Significance Metasurfaces are optical elements that can mimic and expand on the functionality of refractive optics with a comparatively thin and planar profile. Transmissive metasurfaces suffer from high optical loss at visible wavelengths because of currently used materials and fabrication techniques. This work introduces metasurfaces that operate across the visible spectrum with high efficiencies. As the basis of our metasurfaces, we used a common material, titanium dioxide, and a fabrication method based an atomic layer deposition that creates highly anisotropic nanostructures.

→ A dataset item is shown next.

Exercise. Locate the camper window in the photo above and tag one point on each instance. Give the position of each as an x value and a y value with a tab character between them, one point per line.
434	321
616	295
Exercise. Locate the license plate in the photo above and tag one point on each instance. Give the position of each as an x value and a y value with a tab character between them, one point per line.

The results presented here provide an important advance for realizing optical components at visible wavelengths—e.g., lenses, holograms, and phase shifters—with orders of magnitude reduction in thickness compared with traditional refractive optics. Metasurfaces are planar optical elements that hold promise for overcoming the limitations of refractive and conventional diffractive optics. Original dielectric metasurfaces are limited to transparency windows at infrared wavelengths because of significant optical absorption and loss at visible wavelengths. Thus, it is critical that new materials and nanofabrication techniques be developed to extend dielectric metasurfaces across the visible spectrum and to enable applications such as high numerical aperture lenses, color holograms, and wearable optics. Here, we demonstrate high performance dielectric metasurfaces in the form of holograms for red, green, and blue wavelengths with record absolute efficiency (>78%). We use atomic layer deposition of amorphous titanium dioxide with surface roughness less than 1 nm and negligible optical loss. We use a process for fabricating dielectric metasurfaces that allows us to produce anisotropic, subwavelength-spaced dielectric nanostructures with shape birefringence. This process is capable of realizing any high-efficiency metasurface optical element, e.g., metalenses and axicons.